Quando o rei encontrou uma encruzilhada e, para nossa sorte, escolheu todos os caminhos.
Roberto Carlos é desses artistas que despertam discussões acaloradas. Para uns é o representante maior, ou mesmo até o pai, do que ficou conhecido como música brega. Para outros é um dos maiores autores e intérpretes da Música Popular Brasilera. E popular, parece, é a palavra chave para entender a rejeição de seu nome por parte da crítica.
Se existe algo do que Roberto pode ser acusado sem defesa é o fato de ser popular até hoje, com mais de cinquenta anos de carreira. De ídolo das matinês da Jovem Guarda ao cantor romântico que pedia o café da manhã para a amada. De negro gato ao homem de ar cansado em mais um especial de fim de ano transmitido em cadeia nacional.
Roberto arrasta milhões para a frente da tevê e para a plateia de seus shows. Para a maioria dessas pessoas, pouco importa o repertório. Aliás, imagina-se que a surpresa não é um elemento esperado em suas apresentações. Elas querem Roberto.
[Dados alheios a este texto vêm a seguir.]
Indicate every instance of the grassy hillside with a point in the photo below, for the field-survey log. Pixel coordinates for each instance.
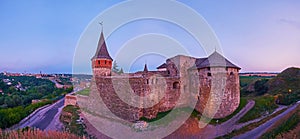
(286, 82)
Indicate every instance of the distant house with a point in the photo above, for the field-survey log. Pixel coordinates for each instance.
(70, 100)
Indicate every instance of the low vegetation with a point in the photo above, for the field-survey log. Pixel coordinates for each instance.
(12, 116)
(36, 134)
(243, 103)
(263, 106)
(18, 93)
(72, 122)
(283, 126)
(84, 92)
(251, 126)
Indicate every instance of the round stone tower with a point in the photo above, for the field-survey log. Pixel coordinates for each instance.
(219, 90)
(102, 62)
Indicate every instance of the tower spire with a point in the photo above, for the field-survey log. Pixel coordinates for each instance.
(145, 68)
(102, 49)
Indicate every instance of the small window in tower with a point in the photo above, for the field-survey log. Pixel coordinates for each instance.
(209, 74)
(176, 85)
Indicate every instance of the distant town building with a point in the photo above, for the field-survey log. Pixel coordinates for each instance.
(70, 100)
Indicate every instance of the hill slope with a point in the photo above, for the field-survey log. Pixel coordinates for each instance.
(286, 81)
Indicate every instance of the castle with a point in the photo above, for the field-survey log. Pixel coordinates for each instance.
(212, 82)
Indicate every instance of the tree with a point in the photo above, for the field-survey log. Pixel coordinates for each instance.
(115, 68)
(261, 87)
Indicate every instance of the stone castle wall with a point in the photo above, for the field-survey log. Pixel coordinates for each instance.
(215, 90)
(219, 92)
(122, 95)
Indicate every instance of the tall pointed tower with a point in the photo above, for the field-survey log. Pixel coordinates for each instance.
(102, 62)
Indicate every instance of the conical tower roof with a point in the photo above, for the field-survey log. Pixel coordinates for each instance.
(102, 49)
(145, 68)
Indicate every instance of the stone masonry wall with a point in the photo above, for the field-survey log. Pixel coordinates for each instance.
(131, 89)
(219, 92)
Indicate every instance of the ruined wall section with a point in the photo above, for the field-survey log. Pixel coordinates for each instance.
(102, 71)
(182, 65)
(163, 94)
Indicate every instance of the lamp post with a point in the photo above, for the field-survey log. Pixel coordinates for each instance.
(217, 128)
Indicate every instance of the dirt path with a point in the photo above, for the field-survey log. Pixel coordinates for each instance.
(257, 132)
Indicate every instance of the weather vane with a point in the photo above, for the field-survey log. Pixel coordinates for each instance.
(101, 23)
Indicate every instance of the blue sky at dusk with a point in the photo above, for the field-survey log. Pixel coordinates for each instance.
(43, 35)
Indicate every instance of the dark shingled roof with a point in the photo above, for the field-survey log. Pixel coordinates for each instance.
(214, 60)
(164, 65)
(102, 49)
(145, 68)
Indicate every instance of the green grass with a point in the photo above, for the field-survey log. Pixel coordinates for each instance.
(285, 126)
(247, 80)
(243, 103)
(73, 126)
(263, 105)
(167, 118)
(194, 114)
(84, 92)
(250, 126)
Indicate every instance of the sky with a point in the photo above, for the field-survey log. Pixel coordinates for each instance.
(47, 35)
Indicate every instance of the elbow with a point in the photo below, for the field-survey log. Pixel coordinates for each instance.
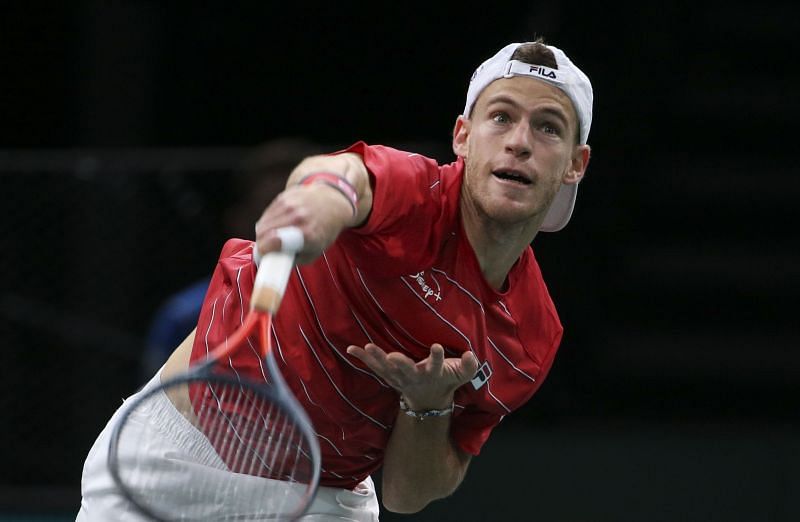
(408, 501)
(403, 504)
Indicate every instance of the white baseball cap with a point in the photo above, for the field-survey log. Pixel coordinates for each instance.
(566, 77)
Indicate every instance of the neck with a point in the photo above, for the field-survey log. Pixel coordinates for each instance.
(497, 246)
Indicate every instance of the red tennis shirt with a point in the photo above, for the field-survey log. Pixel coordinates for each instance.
(406, 279)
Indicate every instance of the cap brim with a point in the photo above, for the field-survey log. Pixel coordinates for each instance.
(561, 209)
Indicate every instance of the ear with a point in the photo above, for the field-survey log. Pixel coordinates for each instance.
(578, 164)
(461, 135)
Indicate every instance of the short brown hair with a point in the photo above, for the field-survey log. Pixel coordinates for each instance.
(535, 53)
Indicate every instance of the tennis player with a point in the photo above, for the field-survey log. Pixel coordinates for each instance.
(418, 316)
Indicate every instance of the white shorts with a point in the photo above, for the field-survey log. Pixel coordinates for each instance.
(102, 501)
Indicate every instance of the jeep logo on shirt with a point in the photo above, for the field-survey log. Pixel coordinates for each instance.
(427, 291)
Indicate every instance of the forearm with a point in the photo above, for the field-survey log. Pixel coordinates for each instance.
(421, 463)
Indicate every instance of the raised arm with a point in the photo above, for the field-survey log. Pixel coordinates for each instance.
(323, 195)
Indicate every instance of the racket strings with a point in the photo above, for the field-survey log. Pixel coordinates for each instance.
(237, 452)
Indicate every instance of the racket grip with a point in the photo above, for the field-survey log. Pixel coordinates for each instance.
(271, 280)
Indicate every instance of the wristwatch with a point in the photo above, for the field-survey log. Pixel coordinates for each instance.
(421, 415)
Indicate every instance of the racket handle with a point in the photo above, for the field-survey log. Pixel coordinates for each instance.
(271, 280)
(274, 271)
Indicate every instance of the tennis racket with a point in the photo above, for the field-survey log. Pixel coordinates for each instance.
(245, 450)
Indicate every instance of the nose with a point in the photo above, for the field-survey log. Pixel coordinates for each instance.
(518, 140)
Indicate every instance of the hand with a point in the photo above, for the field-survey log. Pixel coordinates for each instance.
(425, 385)
(318, 210)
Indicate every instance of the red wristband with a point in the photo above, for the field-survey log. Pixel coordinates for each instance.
(336, 181)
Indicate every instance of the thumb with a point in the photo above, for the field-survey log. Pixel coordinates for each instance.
(469, 365)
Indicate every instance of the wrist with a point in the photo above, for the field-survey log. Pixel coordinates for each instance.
(337, 182)
(424, 413)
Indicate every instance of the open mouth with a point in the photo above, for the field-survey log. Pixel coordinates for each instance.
(511, 176)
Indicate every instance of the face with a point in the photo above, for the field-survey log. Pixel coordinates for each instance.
(519, 147)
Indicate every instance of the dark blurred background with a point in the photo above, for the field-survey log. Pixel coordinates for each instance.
(124, 125)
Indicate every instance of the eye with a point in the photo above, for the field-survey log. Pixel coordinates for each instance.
(551, 128)
(500, 117)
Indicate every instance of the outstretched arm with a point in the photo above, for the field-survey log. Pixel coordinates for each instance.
(318, 208)
(421, 463)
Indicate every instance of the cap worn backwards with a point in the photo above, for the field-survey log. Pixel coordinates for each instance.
(568, 78)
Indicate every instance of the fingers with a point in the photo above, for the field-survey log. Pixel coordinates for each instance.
(435, 361)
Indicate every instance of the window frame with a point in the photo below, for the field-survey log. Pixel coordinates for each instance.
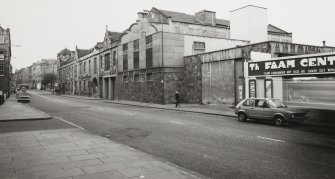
(3, 70)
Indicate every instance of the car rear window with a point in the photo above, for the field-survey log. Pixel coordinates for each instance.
(249, 102)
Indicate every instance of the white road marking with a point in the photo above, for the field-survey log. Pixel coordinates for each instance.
(277, 140)
(176, 122)
(75, 125)
(129, 114)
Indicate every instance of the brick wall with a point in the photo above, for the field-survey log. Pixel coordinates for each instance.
(192, 85)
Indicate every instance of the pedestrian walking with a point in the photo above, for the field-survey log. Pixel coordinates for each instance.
(177, 98)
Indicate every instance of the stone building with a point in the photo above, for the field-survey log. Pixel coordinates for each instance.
(5, 64)
(223, 76)
(90, 72)
(150, 58)
(67, 72)
(39, 69)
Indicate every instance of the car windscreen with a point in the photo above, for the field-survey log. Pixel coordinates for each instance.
(276, 103)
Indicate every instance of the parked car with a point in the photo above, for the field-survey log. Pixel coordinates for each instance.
(270, 109)
(23, 97)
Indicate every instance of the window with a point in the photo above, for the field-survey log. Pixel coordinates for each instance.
(75, 71)
(252, 88)
(149, 77)
(136, 45)
(125, 56)
(249, 102)
(114, 58)
(136, 54)
(198, 47)
(2, 70)
(148, 41)
(125, 79)
(2, 39)
(89, 66)
(268, 88)
(148, 51)
(136, 78)
(100, 62)
(95, 65)
(107, 62)
(2, 55)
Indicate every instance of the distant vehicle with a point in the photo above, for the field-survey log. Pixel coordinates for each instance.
(270, 110)
(23, 97)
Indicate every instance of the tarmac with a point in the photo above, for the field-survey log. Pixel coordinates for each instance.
(73, 153)
(213, 109)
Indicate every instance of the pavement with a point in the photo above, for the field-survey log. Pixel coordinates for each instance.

O mesmo de sempre, com uma música nova ou duas, sobre baixinhas ou gordinhas, que são perdoadas pelo bem do espetáculo. Mas vale lembrar que nem sempre foi assim.
Houve um tempo em que Roberto buscava novos rumos para sua música. Se no início, quando emulava João Gilberto cantando bossa nova, não teve muito sucesso, encontrou no rock o veículo perfeito para seus primeiros sucessos. Mas, com o final dos anos de 1960 e a derrocada da Jovem Guarda, era preciso encontrar outra direção. Em 1971, ele conseguiu.
Chamado Roberto Carlos, como tantos outros do cantor, o trabalho é conhecido como “o de 71” ou “o de ‘Detalhes’”, e se tornou um dos maiores sucessos de toda sua carreira. Curiosamente, o que faz esse disco interessante não é o sucesso romântico, nem o rock ou a soul music. É a maneira como as diferentes influências se aproximam, como as faixas se costuram nos dois lados do vinil.
Vamos lá, sem ordem ou critério: “Como dois e dois” e “Debaixo dos caracóis dos seus cabelos” (a primeira de e a segunda para Caetano Veloso), “Detalhes”, “De tanto amor” e “Todos estão surdos” são clássicos absolutos do cancioneiro popular. “Você não sabe o que vai perder” (de Renato Barros) é outro grande momento. “Traumas” e “Amada Amante” têm seu público, mas essas duas trazem consigo o peso da direção que Roberto seguiria a partir dali, adotando o romantismo exacerbado em detrimento da espontaneidade. Durante o restante da década ainda veríamos algumas fagulhas criativas, mas nada que recriasse a energia desse álbum.
Ali encontramos um artista aceitando riscos, dialogando com referências contemporâneas e conseguindo, apesar de maneirismos do momento, tornar-se atemporal. Essa qualidade é observada pelo simples fato do ouvinte, hoje ser capaz de ignorar alguns timbres de qualidade duvidosa vindos de “novidades tecnológicas”. Ou pela constatação de que nenhuma regravação superou, ou mesmo chegou perto, de sua gravação original. Nem mesmo as do próprio cantor.
Outro dia, em uma loja de departamento, vi a emblemática capa desse disco (um desenho simples do artista sobre um fundo branco) em uma prateleira. Não resisti e acabei comprando um. Em casa, o desgosto de descobrir uma edição absurdamente mal acabada, sem nem ao menos a ficha técnica. O som, aparentemente, foi apenas transferido para o formato CD, sem nova masterização. Pensei cá com meus botões: será que um trabalho desses não merecia um tratamento adequado? Será que o público desse artista não merecia um tratamento adequado? No final, ficou a impressão que a edição é quase uma justificativa ou convite para o enterro da indústria fonográfica no país. E para o florescimento do download.